First, we have to clean the data (not too ugly though). First thing is to convert the TIME column into a well known date format that lubridate can handle. In this example, the yq function can parse the date without modification of the column. Then, we have to remove the blank in the values that separates thousands... Finally, we only keep data since 2000 and the unadjusted series in current prices.

After that, we should get one time series per country

dat <- mutate(dat,dates=yq(as.character(TIME)),
              values = as.numeric(stringr::str_remove(Value," "))) %>% 
  filter(year(dates)>=2000 & 
           S_ADJ=="Unadjusted data (i.e. neither seasonally adjusted nor calendar adjusted data)" &
           UNIT == "Current prices, million euro")

filter(dat,GEO %in% c("France","Austria")) %>% 
  ggplot(aes(dates,values,color=GEO)) + geom_line() + theme_minimal() +
  labs(title="GDP of (completely) random countries")

Now we're good to go !

Prediction on a random country

Let's see how to use the package on one time series :

Extract dates and values of the time series you want to work on
Create the object containing all you need afterwards
Train algo and determine which one is the best (over the last known year)
Implement the best algorithm on full data

ex1 <- filter(dat,GEO=="France") 
preparedTS <- prepare.ts(ex1$dates,ex1$values,"quarter")

## What is in this new object ?
str(preparedTS)
plot.ts(preparedTS$obj.ts)
ggplot(preparedTS$obj.df,aes(dates,val)) + geom_line() + theme_minimal()

Get the best algorithm for this time series :

## What is the best model for prediction ?
best.algo <- getBestModel(ex1$dates,ex1$values,"quarter",graph = F)
names(best.algo)
print(paste("The best algorithm is",best.algo$best))
best.algo$graph.train

You find in the result of this function :

The name of the best model
The errors of each algorithm on the test set
The graphic of the train step
The prepared time series
The list of used algorithm (that you can customize)
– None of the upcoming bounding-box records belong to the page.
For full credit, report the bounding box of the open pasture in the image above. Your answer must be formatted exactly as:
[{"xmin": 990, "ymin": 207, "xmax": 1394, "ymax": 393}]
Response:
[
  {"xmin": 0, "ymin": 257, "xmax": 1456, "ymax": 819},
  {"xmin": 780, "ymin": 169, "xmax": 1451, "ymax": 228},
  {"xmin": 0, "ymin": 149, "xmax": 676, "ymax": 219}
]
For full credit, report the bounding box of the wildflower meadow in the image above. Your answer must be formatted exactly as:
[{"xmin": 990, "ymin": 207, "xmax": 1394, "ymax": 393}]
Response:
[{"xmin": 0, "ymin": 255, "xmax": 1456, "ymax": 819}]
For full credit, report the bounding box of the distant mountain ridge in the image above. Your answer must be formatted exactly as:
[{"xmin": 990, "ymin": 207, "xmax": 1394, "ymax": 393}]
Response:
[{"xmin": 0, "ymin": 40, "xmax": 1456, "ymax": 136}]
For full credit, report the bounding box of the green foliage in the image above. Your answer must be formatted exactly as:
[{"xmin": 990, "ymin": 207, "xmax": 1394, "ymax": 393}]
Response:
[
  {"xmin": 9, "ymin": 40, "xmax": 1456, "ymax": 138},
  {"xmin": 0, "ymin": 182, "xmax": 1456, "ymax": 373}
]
The result of this function can be used as direct input of the my.prediction function

## Build the predictions
final.pred <- my.predictions(bestmod = best.algo)
tail(final.pred,24)
ggplot(final.pred) + geom_line(aes(dates,actual.value),color="black") + 
  geom_line(aes_string("dates",stringr::str_remove(best.algo$best,"my."),linetype="type"),color="red") +
  theme_minimal()

Not too bad, right ?

Scaling predictions

Let's say we want to make a prediction for each country in the same time and be the fastest possible $\rightarrow$ let's combine the package's functions with parallel computing. We have to reshape the data to get one column per country and then iterate over the columns of the data frame.

Prepare data

suppressPackageStartupMessages(library(tidyr))
dat.wide <- select(dat,GEO,dates,values) %>% 
  group_by(dates) %>% 
  spread(key = "GEO",value = "values")
head(dat.wide)

Compute bulk predictions

Note : The following code is not executed for this vignette but does work (you can try it at home)

library(doParallel)
pipeline <- function(dates,values)
{
  pred <- getBestModel(dates,values,"quarter",graph = F)  %>%
    my.predictions()
  return(pred)
}
doMC::registerDoMC(parallel::detectCores()-1) # parallel backend (for UNIX)

system.time({
  res <- foreach(ii=2:ncol(dat.wide),.packages = c("dplyr","autoTS")) %dopar%
  pipeline(dat.wide$dates,pull(dat.wide,ii))
})
names(res) <- colnames(dat.wide)[-1]
str(res)

There is no free lunch...

There is no best algorithm in general $\Rightarrow$ depends on the data ! Likewise, this is not executed in this vignette, but works if you want to replicate it.

sapply(res,function(xx) colnames(select(xx,-dates,-type,-actual.value)) ) %>% table()
sapply(res,function(xx) colnames(select(xx,-dates,-type,-actual.value)) )